Los primeros años de escolarización no tenías excesivos problemas para escribir. Utilizabas una pizarra con su pizarrín y si te equivocabas, que era lo más probable, borrabas al momento con un escupitajo y el dorso de la mano o con un trapo, normalmente asqueroso, que colgaba de una esquina del encerado.

Pero de repente te daban un cuaderno, una pluma y tinta. Bueno, la tinta la fabricaba el maestro diariamente a partir de unos polvos mágicos y de ella te surtías para rellenar el tintero de porcelana que tenías en un agujerito de tu pupitre. Los cuadernos los había de dos o tres rayas. La pluma era un palo en el que se insertaba un plumín metálico que echaba tinta cuando y donde no era necesario y no la echaba cuando y donde era imprescindible.
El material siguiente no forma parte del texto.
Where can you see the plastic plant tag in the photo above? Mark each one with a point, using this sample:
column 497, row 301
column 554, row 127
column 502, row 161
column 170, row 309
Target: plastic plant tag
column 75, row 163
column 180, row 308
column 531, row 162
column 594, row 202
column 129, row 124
Aprobabas cuarto y reválida y te regalaban una estilográfica que también era necesario recargar apretando su bombona de goma. No menos dolores de cabeza te daba el tiralíneas que servía para emborronar con tinta china folios de papel de barba y estropear los dibujos. O el compás, con el que hacías circunferencias redonditas pero que si debías utilizar el plumín resulta que se corría la tinta.

Un día apareció alguien con un bolígrafo y la vida escolar cambió radicalmente. Fue toda una sensación porque no emborronaba el papel, aunque costaba caro. Mucho más que el lápiz o la pluma. Lo habría comprado en Vicente, bajo los portales. Si sería un lujo caro, que era necesario recargarlos en la tienda que Vicente tenía en la cacereña calle Pintores. Luego el colmo fueron los rotuladores y las estilográficas con recambio.

Hoy te ofrecen gratuitamente un puñado de bolígrafos en cualquier parte y con el menor pretexto y no los quiere nadie. Los tiralíneas han desaparecido y ya no los usan ni los delineantes o arquitectos, pues hasta mis amigos Mercedes y Faustino se han pasado al Autocad.